Deux étudiants fuyant l’orage frappent à la porte d’une maison isolée qui s’avère être, ils l’apprennent à la fin, une maison de fous. En l’absence du vrai médecin, tous les personnages se livrent à leur manie, se prennent pour le personnage de leur rêve, y compris deux des infirmiers qui, après avoir enfermé les deux autres, jouent au médecin. Les deux étudiants sont donc admis « à leurs risques et périls », répète avec une inquiétante insistance l’infirmier sinistre et autoritaire qui leur ouvre la porte, qui se présente à eux comme le médecin de la maison et qui très vite va décréter que l’un d’eux doit être opéré de l’appendicite et l’autre soigné pour alcoolisme. L’atmosphère est à la fois inquiétante et drôle : l’insistance maniaque des faux médecins à opérer les deux étudiants, la panoplie de fantoches (Soupault parle de « caricatures » dans la lettre-préface), les dialogues de sourds absurdes… Si le comique des portes qui claquent, des courses-poursuites et des placards où l’on se cache n’est pas exploité, Soupault fait une place nouvelle au comique de répétition, procédé qu’il jugeait facile dans son essai sur Labiche. Mais le ressort vaudevillesque par excellence reste en ce qui le concerne celui des quiproquos, comme dans La Fille qui faisait des miracles. La Maison du bon repos, le quiproquo des identités lui permet, en jouant sur les deux tableaux du rire et de l’angoisse (c’est un « tragi-vaudeville ») de mettre au centre de la pièce, non plus un personnage, mais une question, qui semble à la fin n’épargner personne, étudiants et vrai médecin compris. On sort de la pièce moins diverti qu’inquiété, songeur [39].

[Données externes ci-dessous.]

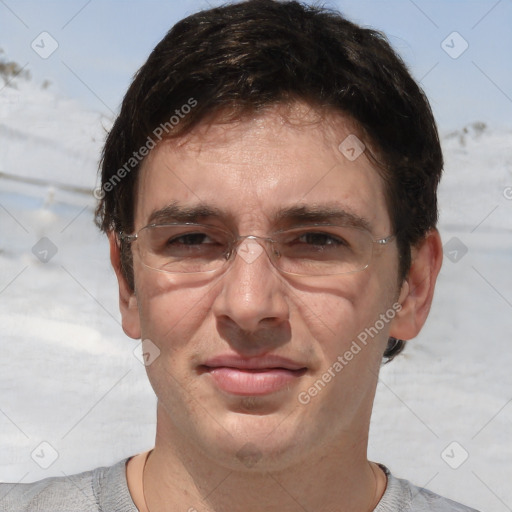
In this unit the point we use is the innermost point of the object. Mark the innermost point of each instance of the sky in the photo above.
(457, 49)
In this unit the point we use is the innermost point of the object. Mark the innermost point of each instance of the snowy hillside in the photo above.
(69, 376)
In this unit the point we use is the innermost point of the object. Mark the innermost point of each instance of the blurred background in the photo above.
(73, 390)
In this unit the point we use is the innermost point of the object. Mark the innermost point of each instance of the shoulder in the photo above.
(102, 489)
(403, 495)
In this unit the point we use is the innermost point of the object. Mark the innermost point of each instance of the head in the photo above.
(242, 110)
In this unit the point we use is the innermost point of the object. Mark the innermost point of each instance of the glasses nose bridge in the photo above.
(264, 242)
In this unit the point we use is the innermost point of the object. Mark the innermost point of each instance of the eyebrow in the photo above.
(295, 215)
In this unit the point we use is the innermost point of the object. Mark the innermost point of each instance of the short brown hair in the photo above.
(250, 55)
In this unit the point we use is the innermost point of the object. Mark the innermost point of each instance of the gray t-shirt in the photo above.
(106, 490)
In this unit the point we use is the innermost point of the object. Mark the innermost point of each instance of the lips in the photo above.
(252, 376)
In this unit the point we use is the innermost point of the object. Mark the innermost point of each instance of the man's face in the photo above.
(248, 173)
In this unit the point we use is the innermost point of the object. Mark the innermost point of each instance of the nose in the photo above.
(252, 293)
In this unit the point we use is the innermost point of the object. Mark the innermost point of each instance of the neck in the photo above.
(337, 478)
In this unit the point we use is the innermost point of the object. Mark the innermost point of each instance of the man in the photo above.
(269, 192)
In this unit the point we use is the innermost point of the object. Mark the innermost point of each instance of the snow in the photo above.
(70, 377)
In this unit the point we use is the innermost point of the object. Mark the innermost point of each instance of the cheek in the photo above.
(336, 312)
(170, 312)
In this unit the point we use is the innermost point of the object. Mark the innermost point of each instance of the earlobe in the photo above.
(418, 289)
(127, 297)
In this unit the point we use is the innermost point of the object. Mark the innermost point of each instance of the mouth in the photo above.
(252, 376)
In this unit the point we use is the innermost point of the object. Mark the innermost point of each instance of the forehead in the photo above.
(248, 172)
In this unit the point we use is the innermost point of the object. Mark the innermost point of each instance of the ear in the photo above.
(418, 289)
(127, 298)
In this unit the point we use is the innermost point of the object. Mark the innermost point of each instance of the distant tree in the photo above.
(11, 69)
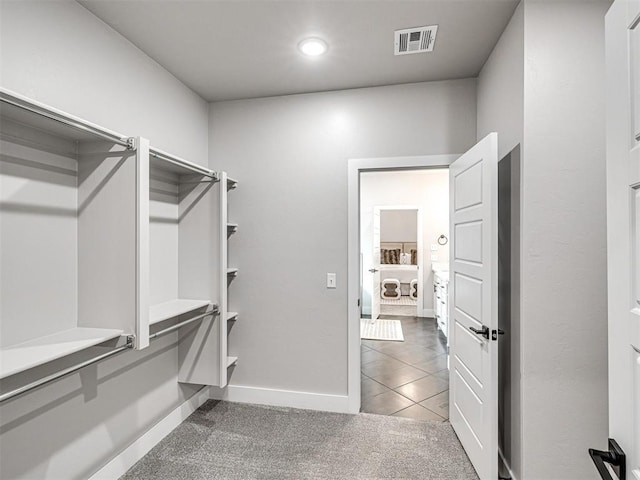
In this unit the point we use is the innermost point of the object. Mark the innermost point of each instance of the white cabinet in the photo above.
(440, 300)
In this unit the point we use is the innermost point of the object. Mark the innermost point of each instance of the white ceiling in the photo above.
(244, 49)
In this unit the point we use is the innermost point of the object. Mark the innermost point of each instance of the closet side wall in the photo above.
(290, 154)
(60, 54)
(564, 275)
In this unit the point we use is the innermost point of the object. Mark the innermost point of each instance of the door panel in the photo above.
(474, 295)
(469, 187)
(468, 296)
(469, 245)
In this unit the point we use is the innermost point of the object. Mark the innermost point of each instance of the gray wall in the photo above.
(547, 93)
(564, 302)
(398, 226)
(290, 156)
(60, 54)
(501, 109)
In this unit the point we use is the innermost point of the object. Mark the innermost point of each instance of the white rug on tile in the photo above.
(403, 300)
(381, 330)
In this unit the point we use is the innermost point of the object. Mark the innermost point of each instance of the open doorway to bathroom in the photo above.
(404, 252)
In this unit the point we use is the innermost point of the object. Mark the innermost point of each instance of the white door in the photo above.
(473, 297)
(623, 220)
(375, 268)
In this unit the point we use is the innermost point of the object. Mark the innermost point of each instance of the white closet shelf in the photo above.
(396, 266)
(171, 163)
(231, 361)
(23, 356)
(166, 310)
(25, 111)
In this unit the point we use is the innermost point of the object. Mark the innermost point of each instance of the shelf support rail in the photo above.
(183, 323)
(67, 120)
(68, 371)
(166, 157)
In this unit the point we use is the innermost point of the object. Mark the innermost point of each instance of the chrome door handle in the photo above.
(484, 331)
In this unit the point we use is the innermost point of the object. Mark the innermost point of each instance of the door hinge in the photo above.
(615, 457)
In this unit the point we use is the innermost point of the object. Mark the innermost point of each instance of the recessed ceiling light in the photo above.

3. Le choix du medium radio : un choix par défaut ?

3.1. Un faible intérêt pour l’écriture sonore

Les deux vaudevilles évoqués sont-ils des pièces radiophoniques ? C’est la question qu’on peut se poser pour terminer.

La réponse est claire pour La Fille qui faisait des miracles : il s’agit en réalité d’une pièce écrite pour le théâtre et non pour la radio, et radiodiffusée faute de pouvoir être montée sur une scène. L’adaptation au medium est doublement négligée : d’une part la dactylographie établie pour la mise en ondes, qui évoque encore à quelques endroits un improbable « rideau de scène », conserve un grand nombre d’indications visuelles impossibles à faire passer au micro. D’autre part la réalisation de 1951, pourtant due à Jean-Wilfrid Garrett, l’inventeur de la stéréophonie, néglige complètement l’espace sonore (plans, bruitages de mouvements et autres bruitages), de sorte que l’auditeur entend une succession de dialogues entre des voix situées presque toujours sur le même plan, sans aucune suggestion d’entrée, de sortie, de mouvement des personnages, ce qui est un comble pour un vaudeville. Par ailleurs deux récitants, dont un appelé « l’auteur » dans la dactylographie, ont la charge de raconter ce que ni l’auteur ni le réalisateur n’ont pris la peine de transformer en didascalies internes ou en éléments sonores compréhensibles à l’oreille.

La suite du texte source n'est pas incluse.